Bug 1389058

Summary: CFME 3.0: UI attempting to present > 18k VMs instances spins for > 1 hour and then re-begins accepting UI requests without presenting requested view
Product: Red Hat CloudForms Management Engine Reporter: Thomas Hennessy <thenness>
Component: PerformanceAssignee: Nick LaMuro <nlamuro>
Status: CLOSED INSUFFICIENT_DATA QA Contact: Dave Johnson <dajohnso>
Severity: medium Docs Contact:
Priority: unspecified    
Version: 5.3.0CC: benglish, dclarizi, hkataria, jdeubel, jhardy, jocarter, mpovolny, myoder, obarenbo, saali
Target Milestone: GAFlags: dajohnso: needinfo? (jhardy)
Target Release: cfme-future   
Hardware: x86_64   
OS: Linux   
Whiteboard:
Fixed In Version: Doc Type: If docs needed, set a value
Doc Text:
Story Points: ---
Clone Of: Environment:
Last Closed: 2017-01-11 17:01:39 UTC Type: Bug
Regression: --- Mount Type: ---
Documentation: --- CRM:
Verified Versions: Category: ---
oVirt Team: --- RHEL 7.3 requirements from Atomic Host:
Cloudforms Team: --- Target Upstream Version:

Description Thomas Hennessy 2016-10-26 18:17:17 UTC
Description of problem: Customer running CFME 3.0 in global region has about 18k active VMs and about 15k retained archived VMs in vms table and when he attempts to view the vms, the explorer screen never returns with any information.

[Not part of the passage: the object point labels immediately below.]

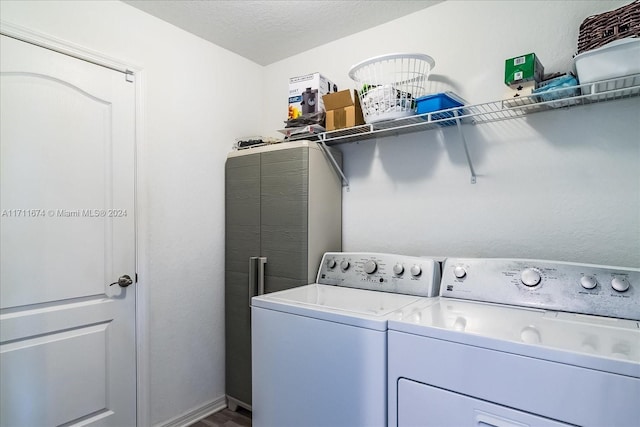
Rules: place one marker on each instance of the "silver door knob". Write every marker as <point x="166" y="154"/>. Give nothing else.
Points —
<point x="123" y="281"/>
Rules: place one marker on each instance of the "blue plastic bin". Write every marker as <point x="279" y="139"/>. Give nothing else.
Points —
<point x="439" y="101"/>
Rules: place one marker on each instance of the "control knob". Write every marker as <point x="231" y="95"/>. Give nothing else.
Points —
<point x="620" y="284"/>
<point x="370" y="267"/>
<point x="588" y="282"/>
<point x="398" y="269"/>
<point x="459" y="271"/>
<point x="530" y="277"/>
<point x="416" y="270"/>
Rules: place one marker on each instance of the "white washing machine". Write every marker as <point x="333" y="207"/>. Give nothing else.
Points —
<point x="519" y="343"/>
<point x="319" y="352"/>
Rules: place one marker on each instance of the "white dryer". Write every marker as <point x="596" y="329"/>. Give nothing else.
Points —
<point x="519" y="343"/>
<point x="319" y="352"/>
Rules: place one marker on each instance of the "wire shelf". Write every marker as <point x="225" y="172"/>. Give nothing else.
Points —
<point x="602" y="91"/>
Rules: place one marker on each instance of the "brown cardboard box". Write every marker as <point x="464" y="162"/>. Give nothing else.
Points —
<point x="343" y="110"/>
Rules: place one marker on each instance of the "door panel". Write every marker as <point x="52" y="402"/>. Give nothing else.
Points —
<point x="421" y="405"/>
<point x="67" y="338"/>
<point x="242" y="240"/>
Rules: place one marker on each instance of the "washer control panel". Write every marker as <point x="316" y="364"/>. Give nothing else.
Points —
<point x="381" y="272"/>
<point x="559" y="286"/>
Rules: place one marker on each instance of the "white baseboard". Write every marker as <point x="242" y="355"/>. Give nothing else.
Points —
<point x="196" y="414"/>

Version-Release number of selected component (if applicable):5.2.5.3


How reproducible:


Steps to Reproduce:
1. instantiate a CFME 3.0 vm
2. CREATE 33K VM instances into the VMs table
3. attempt to view the VMs thru the UI explorer

Actual results:
the UI panel goes away indefinitely, but in the logs while it appears that the spinner is active for about 100 minutes, the UI worker appliance seems to become reactivated and to process new requests.

Expected results: either an Apache timeout or a proxy error on the screen, or the UI worker to termineate due to memory limit exceeded, but none of these things happens.


Additional info:
Customer has 3 UI Worker appliances behind a load balancer so it is a bit trickey to determine which appliance will handle any one incident.  We have logs from two appliances that are contemporaneous with each other, and a third which is a few days before the other two.

I have determined what I explain in the "Actual Results" section by following several of the UI workers in both the evm.log and production.log with the  surprising results described in that section.  I cannot explain what I do see happening, and why what I expect to see does not happen....

The logs and output of some analysis can be found in http://file.rdu.redhat.com/~thenness/SF-01722597

Comment 2 Dave Johnson 2016-10-27 02:38:59 UTC
John, what is the priority here?  I believe some of the UI performance issues have already been resolved (although we would need to confirm this particular issue) in younger releases.